Check their wiki, (but only "programmer's guide" - all the rest is marketing BS).

Yoni Roit
+2  A: 

As Neo4j is mentioned in the question, I'm chiming in with a few thoughts on using a graph database in this case. (I'm part of the Neo4j team)

  • retrieving children is trivial in a graph db
  • there is a map implementation for neo4j
  • as graphs are native to a graph db you could consider not to flatten the object graph, but to persist data in nodes and edges/relationships (this gives you more flexibility in handling the data)
  • neo4j is fully transactional

With the new DB technologies emerging today, there's really no need to stay with a RDBMS if your data isn't a good fit for the relational paradigm.

nawroth
neo4j provides indexing through lucene for super quick queries
+1  A: 

Seems to me Terracotta is a perfect fit for your requirements:

  • cluster a map to retrieve children via keys (e.g. clustered Map)
  • map of maps - no problem
  • no explicit bin log - but Terracotta already persists everything to disk so full cluster restart is already supported
  • integrated already to Compass, Hibernate Search, and Lucene for search
  • Transactions? Too slow. Use the cache as a datastore. With persistence you won't lose data writing to (clustered) memory and trickle back to the DB.

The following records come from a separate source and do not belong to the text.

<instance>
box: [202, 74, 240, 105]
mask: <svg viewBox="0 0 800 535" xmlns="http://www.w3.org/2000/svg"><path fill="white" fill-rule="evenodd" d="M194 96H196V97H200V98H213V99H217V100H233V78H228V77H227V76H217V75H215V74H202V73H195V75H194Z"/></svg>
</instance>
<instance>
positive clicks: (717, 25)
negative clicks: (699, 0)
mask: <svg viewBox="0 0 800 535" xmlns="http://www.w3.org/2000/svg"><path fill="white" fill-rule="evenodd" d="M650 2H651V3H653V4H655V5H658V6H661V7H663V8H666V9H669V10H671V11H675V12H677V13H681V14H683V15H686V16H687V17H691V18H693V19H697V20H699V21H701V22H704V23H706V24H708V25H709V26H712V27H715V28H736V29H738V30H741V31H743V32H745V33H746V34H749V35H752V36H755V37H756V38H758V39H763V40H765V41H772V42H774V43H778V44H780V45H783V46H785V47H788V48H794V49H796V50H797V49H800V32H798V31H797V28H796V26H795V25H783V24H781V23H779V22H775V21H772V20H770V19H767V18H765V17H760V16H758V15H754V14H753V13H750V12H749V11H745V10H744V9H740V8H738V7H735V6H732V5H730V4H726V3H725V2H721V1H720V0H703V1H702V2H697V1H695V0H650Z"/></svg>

In addition, Terracotta does the "reflection" thing you ask for - although it doesn't use reflection as that is far too slow. It uses BCM. Only changes are propagated on the network.

Hazelcast btw requires serialization so it will be slow and will not do well at all with a map of maps data structure (every put will result in a full deep clone copy across the network) and it doesn't have any kind of persistence built in.

Taylor Gautier
A: 

I have to admit I am VERY confused. the original post describes Terracotta exactly. It is OO (no ORM req'd). It is writing everything to disk. It is transparent and simultaneously has several APIs / TIMs to do whatever you might want (write behind to DB, master/worker, what have you).

In fact, the blogs quoted from willcode4beer and Jonas Boner are both suggesting you should just use Terracotta.